In accordance with the FMPOS-USTTB-ECProcs, an applicant must also provide the Institutional Ethics Committee for Health and Life Sciences Research (CIESS)/University of Sciences, Techniques and Technologies of Bamako (USTTB) (Comité Institutionnel d'Éthique de la Recherche en Santé et en Sciences de la Vie/Université des Sciences, des Techniques et des Technologies de Bamako) with the following IP information in the clinical trial application submission:
- An adequate summary of all tolerance, pharmacological, toxicological, and pharmaceutical data available on the IP to be evaluated
- A summary of the clinical experience to date with this IP (e.g., recent IB, publication(s), and summarized product characteristics)
According to MLI-17, Mali’s ethics committees follow and require researchers to comply with the International Council for Harmonisation’s Guideline for Good Clinical Practice E6(R2) (MLI-7), which states that the investigational product (IP) be coded and labeled in a manner that protects the blinding, if applicable. The IPs must also be suitably packaged in a manner that will prevent contamination and unacceptable deterioration during transport and storage.

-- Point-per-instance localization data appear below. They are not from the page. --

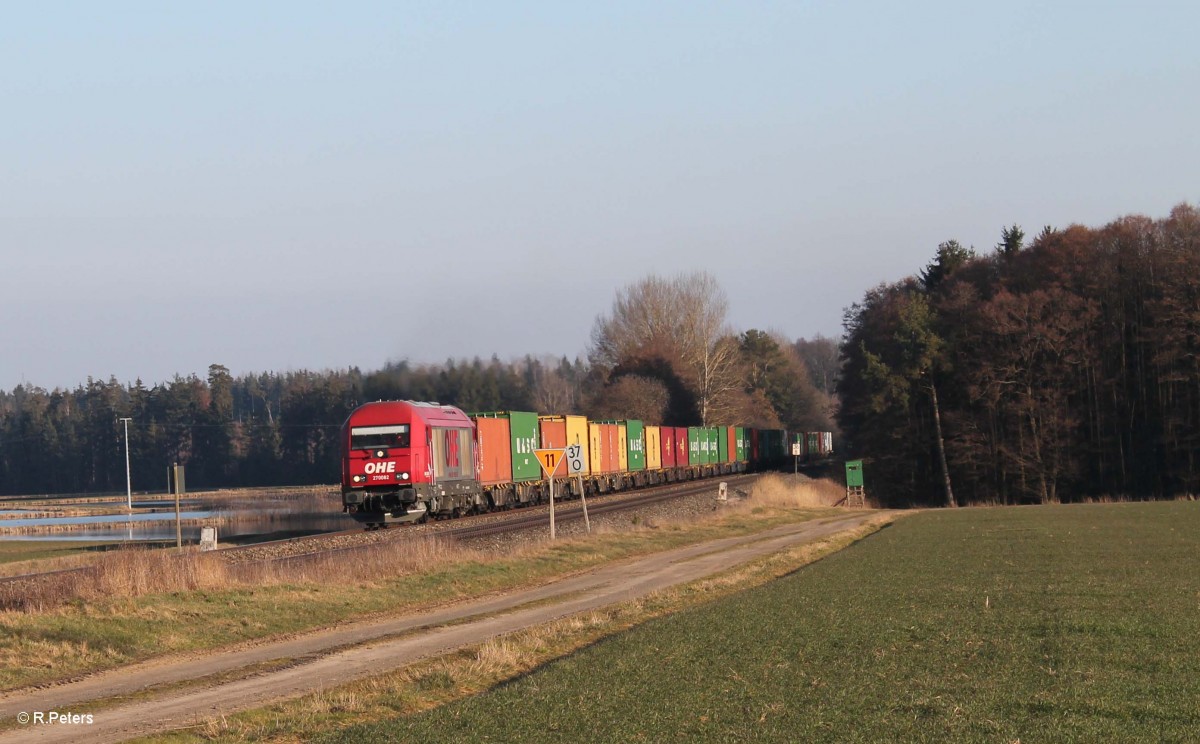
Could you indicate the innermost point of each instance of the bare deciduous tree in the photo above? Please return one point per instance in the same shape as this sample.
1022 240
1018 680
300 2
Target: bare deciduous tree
682 321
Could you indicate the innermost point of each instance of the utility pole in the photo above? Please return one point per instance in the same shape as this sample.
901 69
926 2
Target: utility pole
129 480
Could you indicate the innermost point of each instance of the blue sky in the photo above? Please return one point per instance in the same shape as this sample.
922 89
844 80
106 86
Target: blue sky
281 186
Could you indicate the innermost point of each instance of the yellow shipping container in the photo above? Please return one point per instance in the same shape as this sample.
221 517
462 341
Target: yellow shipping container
577 442
653 448
595 449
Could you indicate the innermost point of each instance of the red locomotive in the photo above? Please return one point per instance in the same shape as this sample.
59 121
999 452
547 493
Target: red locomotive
403 461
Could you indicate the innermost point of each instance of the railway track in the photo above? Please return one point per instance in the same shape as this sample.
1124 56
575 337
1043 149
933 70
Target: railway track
487 525
310 547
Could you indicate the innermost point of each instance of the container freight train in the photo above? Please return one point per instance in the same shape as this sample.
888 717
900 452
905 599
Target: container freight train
405 461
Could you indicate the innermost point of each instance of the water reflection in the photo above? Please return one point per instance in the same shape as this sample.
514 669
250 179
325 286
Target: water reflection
237 521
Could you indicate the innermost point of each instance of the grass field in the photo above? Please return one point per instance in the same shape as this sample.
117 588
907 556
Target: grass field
147 606
1033 624
16 551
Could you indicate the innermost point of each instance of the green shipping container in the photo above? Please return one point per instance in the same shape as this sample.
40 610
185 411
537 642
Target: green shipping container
523 430
635 437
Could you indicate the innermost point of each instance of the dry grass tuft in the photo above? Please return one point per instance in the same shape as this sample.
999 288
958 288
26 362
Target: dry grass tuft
773 490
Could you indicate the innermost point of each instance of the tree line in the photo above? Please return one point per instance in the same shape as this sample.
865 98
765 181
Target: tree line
282 429
1062 370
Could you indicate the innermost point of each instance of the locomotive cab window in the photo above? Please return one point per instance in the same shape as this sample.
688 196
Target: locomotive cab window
371 437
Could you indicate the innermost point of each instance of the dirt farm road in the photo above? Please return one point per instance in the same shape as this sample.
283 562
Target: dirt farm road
329 658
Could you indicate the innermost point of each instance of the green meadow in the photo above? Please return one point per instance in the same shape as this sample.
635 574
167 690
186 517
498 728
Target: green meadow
1074 623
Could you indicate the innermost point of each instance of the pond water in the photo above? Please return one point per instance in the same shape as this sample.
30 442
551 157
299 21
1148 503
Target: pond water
241 521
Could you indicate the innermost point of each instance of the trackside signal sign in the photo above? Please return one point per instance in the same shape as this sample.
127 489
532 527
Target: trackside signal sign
550 461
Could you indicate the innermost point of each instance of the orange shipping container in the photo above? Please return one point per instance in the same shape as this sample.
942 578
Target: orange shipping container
493 447
653 448
667 436
682 447
604 444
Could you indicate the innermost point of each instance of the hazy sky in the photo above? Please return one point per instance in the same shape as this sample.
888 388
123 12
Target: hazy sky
303 185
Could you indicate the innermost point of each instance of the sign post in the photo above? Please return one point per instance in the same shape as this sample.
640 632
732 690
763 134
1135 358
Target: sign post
550 462
576 465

Supply, Storage, and Handling Requirements
According to MLI-17, Mali’s ethics committees (ECs) follow and require researchers to comply with the International Council for Harmonisation’s Guideline for Good Clinical Practice E6(R2) (MLI-7), which provides guidance on investigational product (IP) management. Per MLI-7, the sponsor must supply the investigator(s)/institution(s) with the IP(s), but not until approval is obtained from the Ministry of Health and Social Development (Ministère de la Santé et du Développement Social (MSDS)) and an EC.

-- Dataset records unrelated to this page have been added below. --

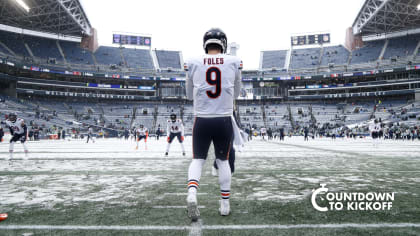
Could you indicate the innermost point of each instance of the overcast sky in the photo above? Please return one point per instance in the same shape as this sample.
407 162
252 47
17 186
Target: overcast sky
254 25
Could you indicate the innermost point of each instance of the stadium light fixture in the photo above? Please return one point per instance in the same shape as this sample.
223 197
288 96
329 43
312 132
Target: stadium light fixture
23 5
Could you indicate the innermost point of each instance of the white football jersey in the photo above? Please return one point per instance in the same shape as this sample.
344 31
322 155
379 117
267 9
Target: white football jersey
213 82
175 127
16 126
142 131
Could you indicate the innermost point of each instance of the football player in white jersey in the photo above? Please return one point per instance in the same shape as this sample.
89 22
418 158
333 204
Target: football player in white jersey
213 83
90 135
142 133
174 128
18 131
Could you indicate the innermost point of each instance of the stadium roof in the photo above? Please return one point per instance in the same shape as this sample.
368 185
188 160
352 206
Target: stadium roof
53 16
387 16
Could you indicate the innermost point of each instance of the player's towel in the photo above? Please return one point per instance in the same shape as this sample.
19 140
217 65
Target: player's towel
239 136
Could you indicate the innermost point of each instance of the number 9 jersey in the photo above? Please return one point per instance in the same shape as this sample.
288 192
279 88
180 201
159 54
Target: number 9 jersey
213 82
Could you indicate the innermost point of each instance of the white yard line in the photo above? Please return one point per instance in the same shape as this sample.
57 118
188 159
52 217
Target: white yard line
196 228
210 227
183 194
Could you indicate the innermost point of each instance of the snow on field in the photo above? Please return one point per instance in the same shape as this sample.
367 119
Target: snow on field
112 170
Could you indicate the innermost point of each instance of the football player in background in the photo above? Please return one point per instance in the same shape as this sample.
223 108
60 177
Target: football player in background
213 83
90 135
18 131
142 133
174 128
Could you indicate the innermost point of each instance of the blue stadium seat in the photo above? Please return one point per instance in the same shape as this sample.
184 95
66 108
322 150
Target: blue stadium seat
75 54
168 59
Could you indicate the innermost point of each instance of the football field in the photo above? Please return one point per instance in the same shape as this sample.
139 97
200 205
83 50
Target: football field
110 188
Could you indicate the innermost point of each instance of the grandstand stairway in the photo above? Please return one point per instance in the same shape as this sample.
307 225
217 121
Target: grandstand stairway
133 117
321 54
123 58
381 56
313 119
350 57
264 114
155 116
292 121
416 51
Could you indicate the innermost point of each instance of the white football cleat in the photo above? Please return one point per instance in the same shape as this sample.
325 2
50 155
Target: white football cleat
214 171
224 209
192 207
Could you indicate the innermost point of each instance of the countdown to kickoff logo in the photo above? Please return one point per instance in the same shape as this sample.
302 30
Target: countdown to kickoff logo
323 200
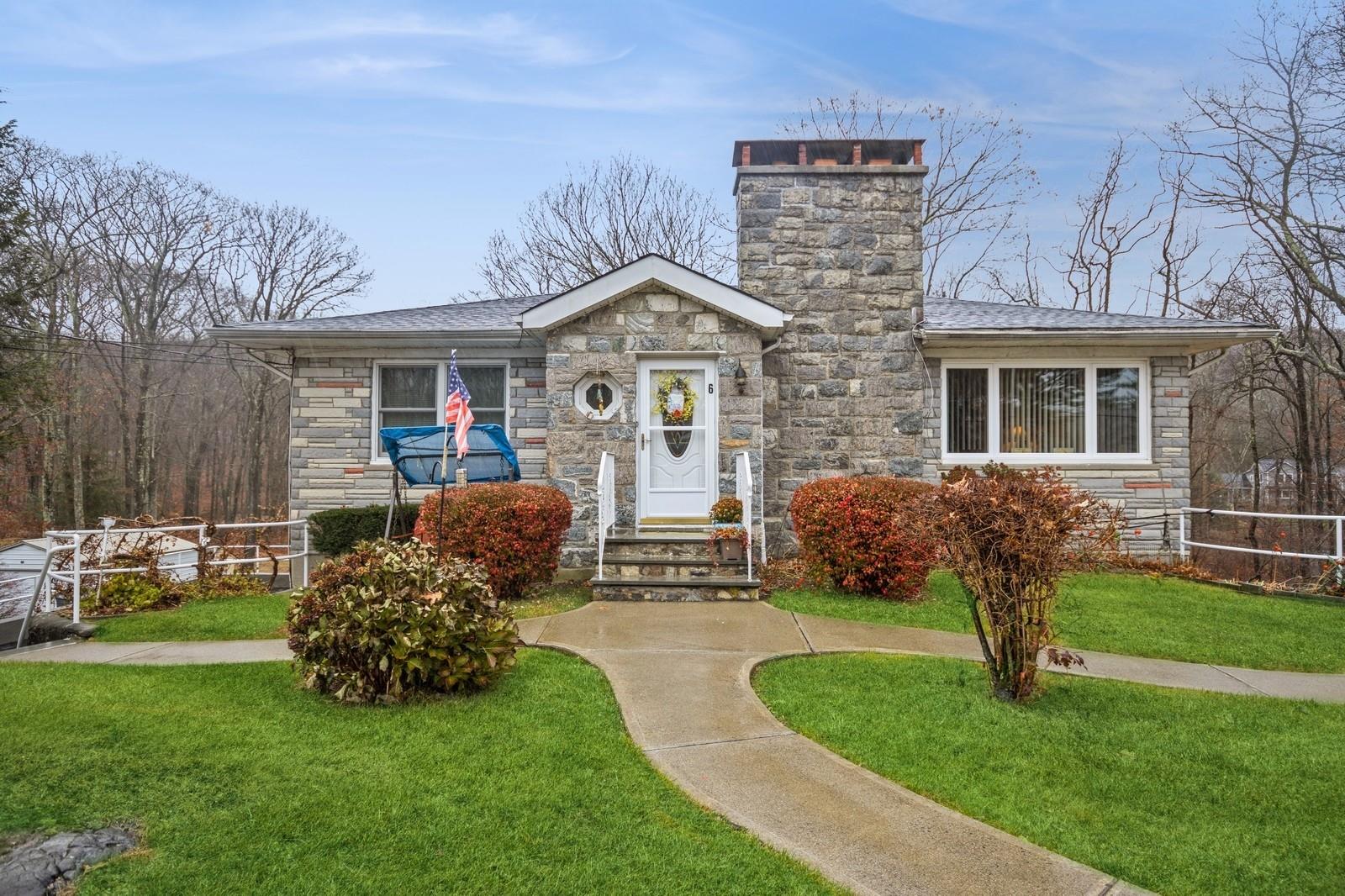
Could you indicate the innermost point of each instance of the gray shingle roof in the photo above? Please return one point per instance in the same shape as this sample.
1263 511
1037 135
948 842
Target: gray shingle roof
488 314
959 314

The sponsor must ensure the following:
- IP product quality and stability over the period of use
- IP manufactured according to any applicable Good Manufacturing Practices (GMPs)
- Proper coding, packaging and labeling of the IP(s)
- Records maintained for document shipment, receipt, disposition, return, and destruction of the IP(s)
- Acceptable storage temperatures, conditions, and times for the IP
- Timely delivery of the IP(s)
- Written procedures including instructions for handling and storage of the IP(s), adequate and safe receipt of the IP(s), dispensing of the IP(s), retrieval of unused IP(s), return of unused IP(s) to the sponsor, and disposal of unused IP(s) by the sponsor
- Maintain sufficient quantities of the IP(s) to reconfirm specifications, should this become necessary
Record Requirements
Per MLI-7, the sponsor should comply with the following records requirements:
- Maintain records that document shipment, receipt, disposition, return, and destruction of the IP(s)
- Maintain a system for retrieving IPs and documenting this retrieval (e.g., for deficient product recall, reclaim after trial completion, and expired product recovery)
- Maintain a system for the disposition of unused IP(s) and for the documentation of this disposition
No information is currently available regarding the definition of specimen.
No information is currently available regarding specimen import and export.
Per DecreeNo2017-0245, during the informed consent process, the participant must be informed that withdrawal is possible at any time, and that the withdrawal of the participant’s data and biological material may also be requested.